The plaintiff also asked the court to make an order mandating the first and second respondents (the president and the AGF) to declare Saturdays as public holidays like Sundays are public holidays.

Moreover, he insisted that Sunday was the first day of the week while Saturday was the seventh day of the week, hence the Sabbath day.

Responding on behalf of the president and the AGF, Maimuna Shiru told the court that she filed a 17-paragraph affidavit on behalf of her client in opposition to the suit.

She prayed the court to dismiss the suit for lacking in merit.

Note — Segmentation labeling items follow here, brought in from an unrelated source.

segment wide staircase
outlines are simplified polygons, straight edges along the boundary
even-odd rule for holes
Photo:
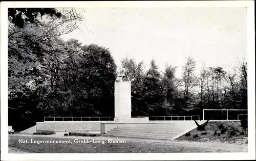
[[[201,124],[204,121],[198,121]],[[107,133],[106,137],[174,140],[197,126],[194,121],[170,121],[167,123],[120,124]]]
[[[33,133],[36,132],[36,125],[33,126],[25,130],[19,132],[20,133],[25,134],[33,134]]]

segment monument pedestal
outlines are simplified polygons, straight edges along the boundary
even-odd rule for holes
[[[141,122],[148,121],[148,117],[132,118],[131,81],[124,69],[115,82],[115,118],[118,122]]]
[[[115,83],[115,118],[126,122],[131,118],[131,82]]]

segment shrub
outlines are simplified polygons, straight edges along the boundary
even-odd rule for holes
[[[34,133],[34,135],[53,135],[56,134],[55,131],[53,130],[36,130],[36,132]]]
[[[202,132],[201,133],[201,135],[206,135],[206,134],[207,134],[207,132]]]
[[[99,136],[100,135],[98,134],[92,134],[84,132],[69,132],[69,135],[70,136],[84,136],[84,137],[96,137]]]
[[[224,133],[225,132],[227,132],[227,129],[222,129],[221,130],[221,133],[222,134]]]
[[[221,124],[218,126],[218,127],[219,129],[221,130],[224,129],[225,127],[222,124]]]
[[[187,132],[187,133],[186,133],[185,134],[185,136],[186,137],[189,137],[189,136],[190,136],[190,135],[191,135],[191,133],[190,133],[189,132]]]
[[[196,134],[193,136],[193,138],[198,138],[198,135],[197,134]]]
[[[248,120],[242,119],[240,120],[241,125],[244,130],[248,128]]]
[[[236,129],[235,128],[233,128],[231,130],[231,131],[230,131],[228,133],[228,137],[231,137],[234,136],[236,134],[237,134],[237,132],[238,132],[238,129]]]
[[[214,131],[214,136],[216,136],[217,135],[217,131]]]

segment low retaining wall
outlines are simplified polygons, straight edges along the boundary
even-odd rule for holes
[[[37,122],[36,129],[54,131],[74,131],[78,129],[99,130],[101,123],[113,121],[45,121]]]

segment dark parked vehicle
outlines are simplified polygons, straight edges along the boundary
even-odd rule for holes
[[[8,133],[9,134],[14,134],[14,130],[12,129],[12,126],[8,126]]]

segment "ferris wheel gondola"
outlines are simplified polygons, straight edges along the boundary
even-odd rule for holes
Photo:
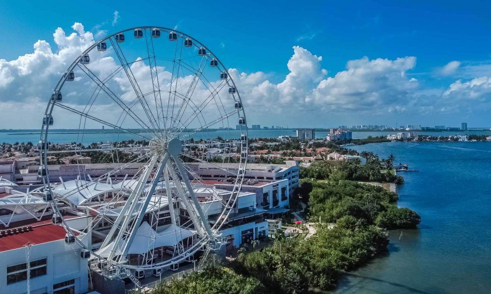
[[[123,43],[132,31],[136,39]],[[176,42],[157,39],[162,32]],[[108,60],[113,64],[103,64]],[[68,93],[64,99],[62,93]],[[74,122],[73,146],[50,144],[53,127],[74,128]],[[109,130],[97,133],[108,143],[91,141],[100,125]],[[206,142],[214,138],[212,128],[236,127],[238,135],[217,143],[238,154],[231,170],[223,167],[231,157],[217,160]],[[49,99],[38,149],[54,223],[65,228],[67,244],[81,247],[81,258],[96,261],[103,274],[124,277],[175,268],[223,245],[220,231],[245,173],[246,115],[226,68],[203,44],[165,27],[133,28],[96,42],[68,67]],[[66,155],[80,165],[76,177],[63,181],[49,167]],[[106,165],[104,172],[82,168],[79,160],[88,156]],[[229,193],[210,187],[190,163],[226,173]],[[67,211],[85,216],[86,225],[67,221]]]

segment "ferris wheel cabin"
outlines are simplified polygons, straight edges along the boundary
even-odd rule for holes
[[[108,49],[108,44],[102,41],[97,44],[97,51],[106,51]]]
[[[141,28],[136,28],[133,32],[133,36],[136,39],[141,39],[143,36],[143,31]]]
[[[198,55],[200,56],[204,56],[206,55],[206,49],[204,47],[201,47],[198,49]]]
[[[169,41],[176,41],[177,40],[177,34],[176,32],[172,31],[169,33]]]
[[[123,43],[124,42],[124,35],[123,34],[116,34],[114,36],[114,39],[118,43]]]
[[[213,58],[210,61],[210,66],[212,67],[218,66],[218,60],[217,60],[217,58]]]
[[[156,27],[152,29],[152,37],[153,38],[160,38],[160,30]]]
[[[61,93],[56,93],[56,91],[55,91],[53,92],[53,94],[51,94],[51,101],[61,102],[62,100],[63,100],[63,96],[61,96]]]

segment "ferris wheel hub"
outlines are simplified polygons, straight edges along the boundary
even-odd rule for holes
[[[179,155],[182,147],[183,145],[181,143],[181,140],[177,138],[174,138],[169,141],[169,144],[167,146],[167,150],[168,151],[169,154],[174,156]]]

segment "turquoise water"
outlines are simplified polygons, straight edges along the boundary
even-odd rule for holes
[[[142,140],[142,137],[130,134],[119,134],[113,135],[112,133],[108,132],[102,132],[102,130],[95,130],[93,132],[87,133],[83,135],[83,138],[79,135],[77,130],[52,130],[50,131],[48,140],[50,141],[56,143],[66,143],[72,142],[82,143],[84,145],[88,145],[93,142],[107,142],[111,141],[121,141],[133,139],[134,140]],[[353,132],[354,139],[363,139],[368,136],[386,136],[388,134],[394,134],[397,132]],[[418,134],[423,135],[432,135],[433,136],[451,136],[454,135],[463,135],[476,134],[478,135],[491,135],[491,131],[472,131],[468,132],[418,132]],[[292,130],[249,130],[248,131],[249,138],[277,138],[279,136],[295,136],[295,131]],[[327,132],[316,132],[316,137],[318,138],[325,138],[327,134]],[[151,137],[150,134],[142,133],[141,136]],[[220,136],[225,139],[238,138],[240,137],[240,131],[226,130],[216,131],[205,131],[199,133],[192,136],[195,139],[215,138],[217,136]],[[118,137],[119,136],[119,137]],[[7,142],[14,143],[15,142],[37,142],[39,141],[40,131],[38,130],[18,130],[11,131],[0,132],[0,143]]]
[[[343,278],[337,293],[491,293],[491,143],[373,144],[418,172],[402,173],[400,206],[417,230],[390,232],[389,253]]]

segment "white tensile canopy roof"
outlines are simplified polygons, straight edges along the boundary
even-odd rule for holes
[[[183,229],[172,224],[163,231],[157,233],[150,227],[148,223],[144,221],[136,231],[136,235],[128,250],[129,254],[143,254],[154,248],[164,246],[175,246],[183,239],[191,237],[194,233],[186,229]],[[154,242],[155,238],[155,242]],[[150,248],[153,243],[153,248]],[[109,245],[101,248],[96,254],[102,257],[107,257],[109,253],[114,250],[116,255],[121,255],[124,245],[124,240],[122,240],[117,245],[113,241]]]
[[[78,206],[94,197],[108,192],[119,191],[120,189],[104,183],[73,180],[58,185],[53,192]]]
[[[150,201],[148,202],[148,205],[145,211],[145,213],[148,213],[152,211],[158,210],[161,208],[165,207],[168,204],[168,200],[167,197],[163,197],[159,196],[152,196],[150,198]],[[135,212],[133,213],[133,216],[136,216],[141,209],[141,206],[143,205],[142,202],[140,201],[136,203]],[[99,213],[103,214],[105,216],[111,218],[116,218],[121,213],[123,207],[116,207],[115,208],[106,208],[107,206],[102,206],[97,209]]]
[[[15,183],[0,176],[0,187],[17,187],[19,185]]]
[[[115,184],[107,184],[98,181],[88,181],[83,180],[72,180],[63,182],[55,188],[54,192],[76,206],[82,205],[91,198],[108,192],[118,192],[120,191],[131,191],[136,186],[138,181],[136,180],[126,180]],[[150,189],[150,184],[143,190],[144,192]],[[157,190],[165,188],[165,184],[162,182],[157,184]]]
[[[34,213],[48,207],[49,203],[42,199],[29,194],[0,198],[0,208],[11,210],[14,213],[28,211]]]

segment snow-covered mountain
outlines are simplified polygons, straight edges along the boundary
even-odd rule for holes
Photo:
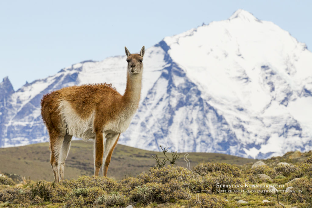
[[[123,94],[125,59],[74,64],[16,92],[5,78],[0,147],[48,141],[40,104],[51,91],[106,82]],[[120,143],[258,158],[312,149],[312,53],[273,23],[238,10],[165,38],[144,61],[139,107]]]

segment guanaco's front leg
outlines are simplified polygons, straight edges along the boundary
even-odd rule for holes
[[[104,167],[102,169],[102,175],[103,176],[106,176],[107,174],[108,165],[110,162],[112,154],[113,154],[114,148],[117,144],[117,142],[118,142],[120,136],[120,133],[119,133],[113,135],[111,137],[106,137],[104,147],[105,151],[104,152],[104,157],[103,157]]]

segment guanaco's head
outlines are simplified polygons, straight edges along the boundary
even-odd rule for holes
[[[144,55],[144,46],[142,47],[140,54],[131,54],[128,49],[124,47],[128,62],[128,71],[130,74],[139,74],[143,70],[143,56]]]

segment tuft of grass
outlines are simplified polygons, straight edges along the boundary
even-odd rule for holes
[[[32,185],[31,186],[31,199],[34,200],[36,198],[37,199],[36,200],[40,201],[39,198],[40,198],[42,199],[43,201],[47,201],[50,199],[49,192],[50,192],[50,190],[51,188],[49,189],[46,186],[45,182],[44,181],[37,181],[35,184]]]

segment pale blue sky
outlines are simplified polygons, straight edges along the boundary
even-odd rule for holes
[[[311,50],[310,0],[1,1],[0,81],[8,76],[16,90],[73,64],[123,55],[125,46],[138,52],[239,8]]]

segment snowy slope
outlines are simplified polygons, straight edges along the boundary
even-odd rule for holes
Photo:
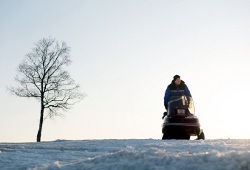
[[[0,143],[1,169],[250,169],[250,140]]]

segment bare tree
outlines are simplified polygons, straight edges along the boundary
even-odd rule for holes
[[[19,86],[9,87],[19,97],[36,98],[40,102],[37,142],[41,141],[46,117],[61,116],[58,110],[66,111],[84,97],[79,92],[79,85],[65,70],[65,66],[71,63],[69,52],[70,48],[64,42],[59,43],[51,38],[38,41],[18,67],[15,80]]]

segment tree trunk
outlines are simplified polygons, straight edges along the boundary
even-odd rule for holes
[[[43,95],[42,95],[43,98]],[[41,136],[42,136],[42,128],[43,128],[43,114],[44,114],[44,104],[43,100],[41,100],[41,113],[40,113],[40,123],[39,123],[39,129],[36,137],[37,142],[41,142]]]

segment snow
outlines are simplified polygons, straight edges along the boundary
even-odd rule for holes
[[[250,169],[250,140],[0,143],[1,169]]]

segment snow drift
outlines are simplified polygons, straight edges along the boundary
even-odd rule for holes
[[[1,169],[250,169],[250,140],[0,143]]]

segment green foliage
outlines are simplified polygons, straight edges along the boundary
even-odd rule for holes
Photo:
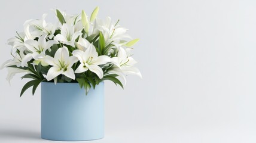
[[[99,32],[99,39],[98,48],[100,52],[100,55],[103,55],[105,49],[105,38],[101,32]]]
[[[139,39],[135,39],[134,40],[132,40],[132,41],[127,42],[126,45],[124,45],[124,46],[128,46],[128,47],[131,47],[131,46],[133,46],[134,45],[135,45],[135,43],[136,43],[138,42],[139,42]]]
[[[20,92],[20,97],[22,96],[24,92],[26,91],[28,88],[29,88],[31,86],[33,86],[33,91],[32,91],[32,94],[35,94],[35,90],[36,89],[37,86],[42,81],[40,80],[35,79],[31,81],[28,82],[27,83],[24,85],[23,88],[22,89],[22,92]]]
[[[121,86],[121,87],[122,87],[123,89],[124,89],[122,83],[120,82],[120,80],[119,80],[119,79],[115,77],[117,76],[117,74],[115,74],[106,75],[102,79],[101,79],[100,81],[109,80],[113,82],[115,85],[118,84],[120,86]]]

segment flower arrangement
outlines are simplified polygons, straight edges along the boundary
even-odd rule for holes
[[[1,66],[8,69],[7,79],[10,82],[19,73],[25,74],[22,79],[32,79],[20,97],[32,86],[33,95],[42,82],[78,82],[87,94],[105,80],[123,88],[117,77],[125,84],[127,74],[141,77],[130,52],[139,39],[131,40],[119,20],[98,18],[98,11],[96,7],[89,19],[84,11],[71,15],[56,10],[56,24],[47,23],[44,14],[41,20],[27,20],[24,32],[8,40],[13,57]]]

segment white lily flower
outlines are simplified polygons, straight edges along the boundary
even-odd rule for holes
[[[60,34],[57,35],[54,40],[75,47],[75,39],[81,35],[82,33],[80,31],[75,32],[75,28],[73,25],[65,23],[62,25]]]
[[[59,48],[54,58],[46,55],[44,61],[53,66],[48,71],[46,79],[50,81],[60,74],[64,74],[66,77],[75,79],[75,73],[71,67],[78,61],[77,57],[69,57],[69,51],[66,46]]]
[[[24,67],[32,58],[35,60],[42,59],[45,56],[46,50],[49,49],[53,44],[59,43],[56,41],[46,42],[47,36],[47,35],[44,34],[39,38],[38,41],[30,39],[25,41],[25,45],[29,52],[23,58],[22,67]]]
[[[98,65],[104,64],[110,62],[111,59],[106,55],[98,56],[95,47],[89,46],[85,52],[80,49],[73,51],[73,55],[77,57],[81,64],[75,71],[75,73],[83,73],[88,70],[96,73],[100,79],[103,76],[102,69]]]
[[[14,54],[17,49],[19,51],[26,51],[26,48],[24,45],[24,41],[27,40],[26,35],[24,32],[17,33],[17,36],[12,38],[7,41],[7,44],[13,46],[11,53]]]
[[[93,44],[81,36],[79,37],[78,41],[77,42],[77,46],[80,50],[82,50],[83,51],[86,51],[87,48],[91,46],[95,48]]]
[[[45,19],[47,15],[47,14],[43,14],[41,20],[29,20],[25,22],[24,30],[28,39],[33,39],[44,33],[47,34],[50,39],[53,38],[57,26],[56,24],[46,23]]]
[[[117,74],[122,77],[124,80],[125,84],[126,80],[124,74],[134,74],[139,76],[141,78],[142,77],[139,70],[133,67],[137,62],[132,57],[127,57],[125,50],[121,47],[119,48],[117,57],[111,58],[111,63],[114,64],[114,66],[109,72]]]

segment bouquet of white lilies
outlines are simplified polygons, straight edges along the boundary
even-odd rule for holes
[[[132,40],[127,29],[112,22],[97,18],[96,7],[87,17],[84,11],[75,15],[56,10],[56,24],[41,20],[29,20],[24,32],[8,41],[13,58],[1,68],[8,69],[10,82],[15,74],[25,73],[23,78],[32,80],[22,89],[20,96],[33,86],[32,94],[42,82],[78,82],[86,94],[100,82],[110,80],[115,84],[126,83],[127,74],[141,77],[134,67],[136,61],[130,51],[138,39]]]

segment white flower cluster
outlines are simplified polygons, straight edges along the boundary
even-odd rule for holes
[[[47,23],[47,14],[41,20],[27,20],[24,32],[8,41],[13,58],[2,66],[8,70],[7,79],[17,73],[35,74],[33,72],[42,74],[45,82],[55,82],[62,76],[75,80],[87,71],[99,79],[117,75],[126,81],[127,74],[141,77],[130,57],[132,46],[138,39],[130,41],[127,29],[118,24],[119,20],[98,18],[98,10],[95,8],[90,19],[84,11],[71,15],[56,10],[56,23]],[[35,69],[39,64],[46,67],[47,73]]]

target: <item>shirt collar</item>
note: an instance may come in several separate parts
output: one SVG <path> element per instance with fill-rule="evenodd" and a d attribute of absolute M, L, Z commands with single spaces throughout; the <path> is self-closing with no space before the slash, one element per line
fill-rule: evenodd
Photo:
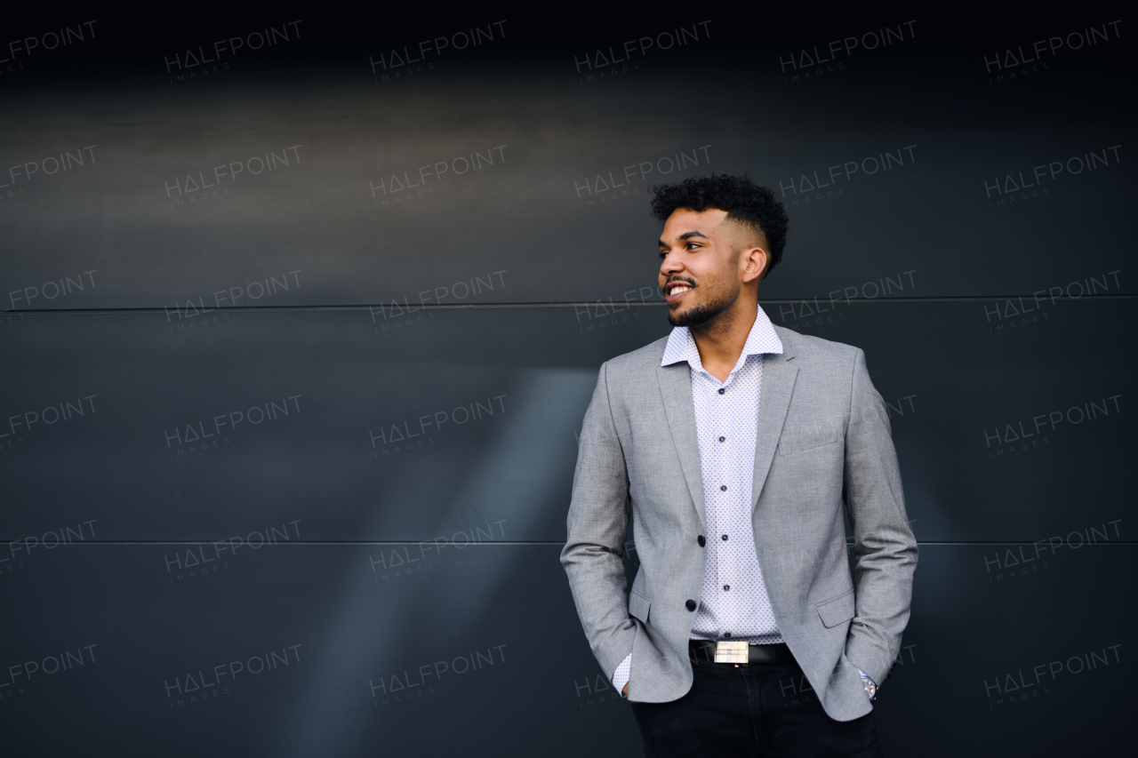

For his part, counsel to WAEC, Friday Chorio, argued that Nigeria was a circular state as it had not adopted any religion as its own. According to Mr Chorio, the constitution provides that Nigeria shall not adopt any religion as its own.

“In this circumstance, the plaintiff is seeking for an interpretation of the law that Saturday should be fixed as a holy day for the Seventh-day Adventist church. We have so many laws that provide for holidays. Section 4 of the Public Holiday Act provides and declares Sunday as a public holiday, so government activities cannot take place on Sundays.

“Anybody can adopt Sunday as his or her own holiday, so you cannot come to court and ask the court to declare Saturday as a public holiday,” Mr Chorio argued.

For JAMB, Safinat Lamidi told the court that she filed a preliminary objection, praying the court to dismiss the suit as it lacked the jurisdiction to entertain it.

The internal affairs minister, INEC, NECO, National Business and Technical Board, Council for Legal Education and the Ministry of Education were absent in court as no counsel announced an appearance on their behalf.

However, the judge, having confirmed that they were duly notified of the hearing date, proceeded to hear the matter and subsequently fixed March 20 for judgment.